A lot of warnings have been issued about the decline in species which migrate to the Mediterranean and Africa for winter.

But recent figures produced by bird experts the British Trust for Ornithology show that 2013 to 2014 was a good year for many of Britain’s birds.

The latest results from the Breeding Bird Survey (BBS) brought some short-term, positive news for a range of both migratory and resident species against a backdrop of long-term declines for many, long-distance migrants in particular.

The BTO says the possible reasons for these short-term increases vary between species. There is no evidence that the 2013 breeding season was a particularly good one, and for some species it was a poor season, probably related to the fact it was the UK’s coldest spring since 1962.

The willow warbler — a common woodland species in the Largs area during spring and summer — was one of the species that showed an increase (up six per cent).

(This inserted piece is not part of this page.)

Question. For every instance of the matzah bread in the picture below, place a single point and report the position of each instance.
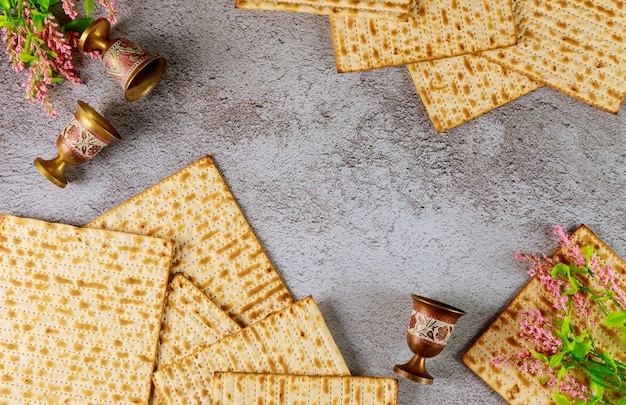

Others on the increase were lesser whitethroat (+34%), whitethroat (+18%), tree pipit (+31%) and the familiar cuckoo (+27%). These are among the long-distance species, that travel south of the Sahara for the winter months, to have increased between 2013 and 2014.

The survival of migratory species is thought to be influenced by rainfall levels in an area called the Sahel, just south of the Sahara. This applies for species that spend the winter there, and those that use the region as a stop-over site (a place to rest and refuel before continuing further south), such as tree pipit, willow warbler and cuckoo.

Despite the favourable short-term trends revealed in the BBS report, the long-term trends for many of our migratory species are not so positive. Between 1995 and 2013, cuckoo declined by 46%, spotted flycatcher by 47%, whinchat by 54%, wood warbler by 58%, pied flycatcher by 60% and, turtle dove by 91%, with large decreases also found in several other species.

I just hope my local swallows, house martins and willow warblers survive what the rest of this ‘summer’ has in store.